京吾は、バツが悪そうに視線を逸らした。  

川面に石を投げる。水切りができず、ボチャンと沈む。

波紋が広がり、夕焼けを歪ませる。


「……無理だよ」  

京吾の声は、枯れ葉のように乾いていた。

「親父が借金まみれで蒸発して、家も失って……今の俺はただの『血筋だけの貧乏人』だ」  

彼は自分の掌を見つめた。

ペンだこよりも、内職でついたささくれの方が目立つ手。

「ハッタリかまして虚勢張ったって、金と地位がなきゃ誰もついてこない。
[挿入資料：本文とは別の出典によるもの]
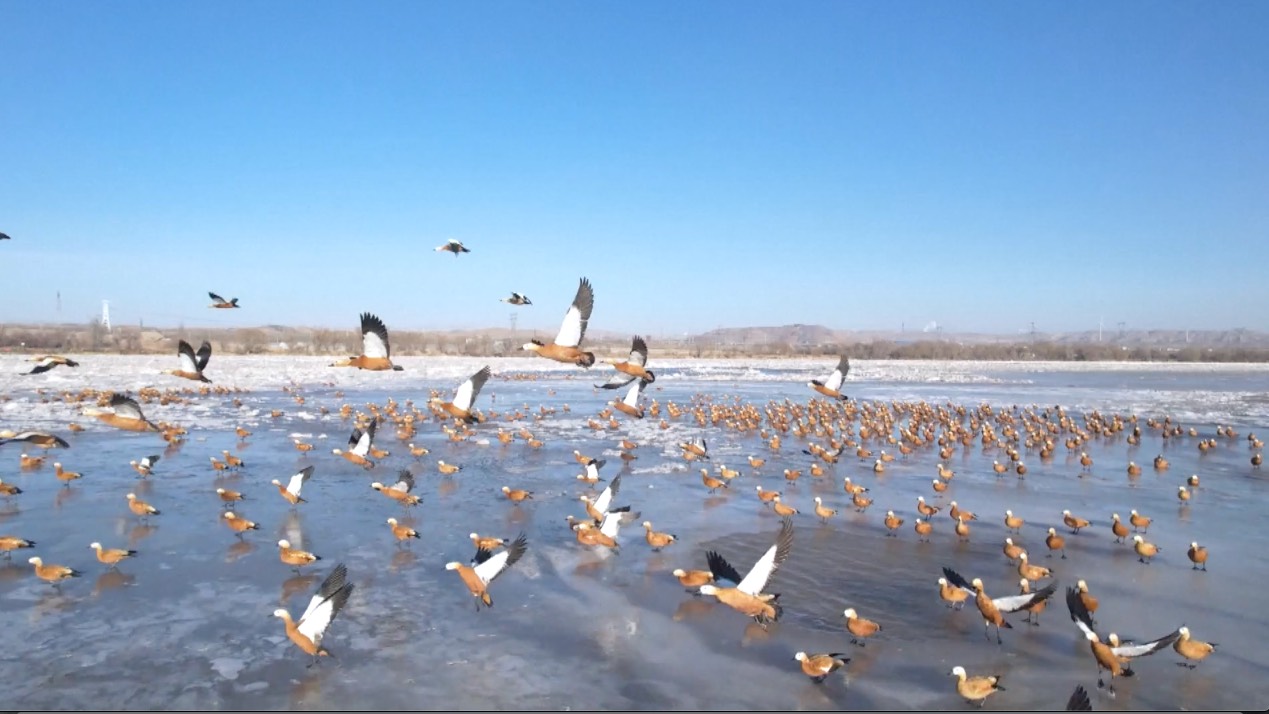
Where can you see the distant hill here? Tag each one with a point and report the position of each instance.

……それが現実だ」


帰り道、二人は「六道珍皇寺ろくどうちんのうじ」の前を通りかかった。  

現世と冥界の境目と言われる「六道の辻」

夕闇の中、古い石碑が妖しく浮かび上がっている。

境内からは、線香の匂いと共に、ひやりとした冷気が漂ってくるようだった。  

寺の門前で、町娘たちが提灯を持ったまま、ひそひそと話していた。


「ねえ、聞いた?夕べ、また『井戸』の中から音がしたんだって」

「やだ、怖い……。やっぱりあそこ、本当に『地獄』に繋がってるのかしら」

小野篁おののたかむら公の伝説だろ?昼は朝廷、夜は地獄の閻魔庁にお勤めってやつ」

「最近、京の都は物騒だからなぁ…。地獄の釜の蓋が開いて、死人が溢れ出してなきゃいいけど」


京吾は興味なさそうに吐き捨てた。

「……くだらねえ」

「京吾くん?」

「死人だの地獄だの……そんな迷信で飯が食えるかよ」  

京吾は貧乏ゆすりをしながら、門を睨みつけた。

「幽霊より怖いのは貧乏だ。明日の米の心配の方がよっぽど地獄だぜ。……行くぞ、紗夜」 「……うん」


京吾の背中を追いかけようとした紗夜が、ふと足を止める。  

閉ざされた山門の隙間から、境内の奥が見えた気がしたのだ。  

そこには、濃密な闇と、誘い込むような甘い花の香りが漂っていた。


「おい、紗夜。置いてくぞ」

「あ、待って!」  

紗夜は小走りで京吾を追いかけた。二人の足音が遠ざかっていく。


誰もいないはずの境内。  

本堂の裏手にある古びた井戸の縁に、一人の男が腰掛けていた。  

着流し姿に、無精髭。月明かりの下、無言でキセルを咥えている。

その姿は、生きている人間というよりは、夜の一部が人の形をとったかのようだった。


「――――」  

男は長く紫煙を吐き出した。  

その煙が、まるで生き物のように井戸の底へと吸い込まれていく。  

男は表情一つ変えず、音もなく井戸の中へ身を躍らせた。


水音ひとつせず、男の姿が闇に消える。  

あとには、ゆらゆらと揺れる彼岸花が一輪だけ残されていた。  

この時の二人はまだ知らない。  

その井戸の底で、彼らの運命を変える「選抜試験」の準備が、着々と進められていることを。